Figure 2. CR3-dependent phagocytosis of Opa-negative N. gonorrhoeae by adherent neutrophils.

(A-B) Adherent, IL-8 treated primary human neutrophils were exposed to blocking antibodies against CD11b (44a) or CD18 (TS1/18) (gray bars), or matched isotype control (white bars). Neutrophils were infected with CFSE-labeled Δopa Ngo for 1 hr, fixed, and stained for extracellular Ngo using a DyLight^™ 650 (DL650)-labeled antibody without permeabilization. A step gate was applied to quantify the percentage of neutrophils with internalized (A) and associated (bound and internalized) (B) Ngo. (C) Neutrophils were treated with blocking antibodies against CD11a, CD11b, or CD11c, or isotype control.
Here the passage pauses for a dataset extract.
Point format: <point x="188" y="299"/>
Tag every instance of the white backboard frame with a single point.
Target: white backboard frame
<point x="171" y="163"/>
Internalization of Δopa Ngo was measured as above. (D) Neutrophils were treated with blocking antibodies against human CEACAMs (CCM) or CD11b (44a). Internalization of Δopa or OpaD+ Ngo was measured as above. (E-F) Neutrophils were purified from the bone marrow of WT or cd11b-/- C57BL/6J mice. In E, adherent neutrophils from WT mice were exposed to anti-CD11b blocking antibody (M170) or isotype control. Neutrophils were incubated with Tag-IT Violet^® labeled Δopa Ngo for 1 hr, fixed, and stained for extracellular bacteria with DL650-labeled anti-Ngo antibody and for the neutrophil surface with FITC-coupled antibody against Ly6G. Cells were analyzed by imaging flow cytometry as above (see Fig. S5A for mouse neutrophil gating strategy), and the percent of mouse neutrophils with intracellular bacteria was calculated. Results presented are the mean ± SEM of the following number of biological replicates: (A-B) 4–5; (C), 3–4; (D), 4; (E-F), 6. In A-F, statistical significance was determined by Student’s paired t test. *, P ≤ 0.05, **P ≤ 0.01, *** P ≤ 0.001, **** P ≤ 0.0001.